A Florence man who uses a wheelchair asked Florence City Council members when something would be done about the sidewalks near his home on Weaver Road.
Rick Hopple worked with Florence’s volunteer fire department in the 1970s. Now retired and living on Weaver Road for the last eight years, he gets around using a mobilized wheelchair, but he said the lack of sidewalks for a large portion of the road makes it difficult to get around.
He attended the city council meeting on Tuesday and spoke during the public comment section before the meeting adjourned.
“In the winter, when they plow the road, there’s nowhere to go,” he told the council.
There is a sidewalk on the southwest side of Weaver Road, but it ends at Ridgeview Drive. Guardrails and steep ditches beyond that point would make it impossible for Hopple’s wheelchair to move on anything except for the road.
Council members said there has been an ongoing effort for safe pedestrian travel after a car struck and killed a grandfather and two children, both 1-year-olds, in 2015 while they were on a walk on Weaver Road.
The former firefighter said he has asked for answers on who is responsible for that section of road. He said he has been searching for answers from the city and the state and discovered that Florence is responsible for the sidewalks, while the street is the state’s responsibility.

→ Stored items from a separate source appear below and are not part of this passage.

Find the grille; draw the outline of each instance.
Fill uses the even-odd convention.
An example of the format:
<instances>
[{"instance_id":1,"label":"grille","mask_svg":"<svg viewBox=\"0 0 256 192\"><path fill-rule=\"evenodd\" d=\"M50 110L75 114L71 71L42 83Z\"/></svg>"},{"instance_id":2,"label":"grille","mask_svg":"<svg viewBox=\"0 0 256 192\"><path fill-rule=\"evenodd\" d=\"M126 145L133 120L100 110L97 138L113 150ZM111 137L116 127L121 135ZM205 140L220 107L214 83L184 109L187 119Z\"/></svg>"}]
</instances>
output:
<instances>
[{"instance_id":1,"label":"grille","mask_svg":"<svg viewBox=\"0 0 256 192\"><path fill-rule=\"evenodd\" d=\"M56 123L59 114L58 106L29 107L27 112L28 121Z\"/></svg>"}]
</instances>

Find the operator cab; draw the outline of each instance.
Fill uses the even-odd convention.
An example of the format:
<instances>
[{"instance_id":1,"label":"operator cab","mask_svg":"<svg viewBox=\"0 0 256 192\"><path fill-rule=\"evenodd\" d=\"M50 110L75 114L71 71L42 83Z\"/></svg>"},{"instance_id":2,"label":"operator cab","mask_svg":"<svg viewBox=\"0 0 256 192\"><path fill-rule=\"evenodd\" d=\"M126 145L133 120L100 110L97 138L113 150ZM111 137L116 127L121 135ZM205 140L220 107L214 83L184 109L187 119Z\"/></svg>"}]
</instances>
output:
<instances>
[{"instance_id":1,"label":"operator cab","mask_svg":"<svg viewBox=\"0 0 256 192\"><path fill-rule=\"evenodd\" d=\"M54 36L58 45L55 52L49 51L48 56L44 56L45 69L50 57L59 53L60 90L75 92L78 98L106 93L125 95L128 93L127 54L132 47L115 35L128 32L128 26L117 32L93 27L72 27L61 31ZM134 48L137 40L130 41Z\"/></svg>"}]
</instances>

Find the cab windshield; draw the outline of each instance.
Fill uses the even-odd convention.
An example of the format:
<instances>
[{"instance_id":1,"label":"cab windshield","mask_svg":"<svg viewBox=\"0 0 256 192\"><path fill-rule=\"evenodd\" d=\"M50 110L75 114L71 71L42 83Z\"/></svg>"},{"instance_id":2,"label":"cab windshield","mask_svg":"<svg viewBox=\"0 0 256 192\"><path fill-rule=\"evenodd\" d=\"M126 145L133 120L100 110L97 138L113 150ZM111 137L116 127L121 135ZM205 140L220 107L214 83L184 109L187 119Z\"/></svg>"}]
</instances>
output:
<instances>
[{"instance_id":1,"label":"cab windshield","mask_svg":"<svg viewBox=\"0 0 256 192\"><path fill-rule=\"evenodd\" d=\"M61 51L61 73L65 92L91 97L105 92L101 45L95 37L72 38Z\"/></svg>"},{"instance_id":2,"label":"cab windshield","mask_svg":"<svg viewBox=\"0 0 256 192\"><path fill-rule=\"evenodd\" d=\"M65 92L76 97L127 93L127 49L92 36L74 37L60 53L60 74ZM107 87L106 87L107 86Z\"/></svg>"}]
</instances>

Public Services Supervisor Eric Hall told Hopple in the meeting that a project to extend the sidewalk in that area was recently bid out by the city, but it came in $1 million over budget. Hall said the bid came in so high out of the necessity for “specialty work” in the area. He said because Weaver Road is also State Road 842, overnight work would be required for the project and that alone drove up the price.
Hall said the Kentucky Transportation Cabinet has “loosened” the restrictions for work in the area in an attempt to make the project’s cost more manageable. The project is going to be put out to bid again in the coming weeks, and the city expects a bid closer to its budget.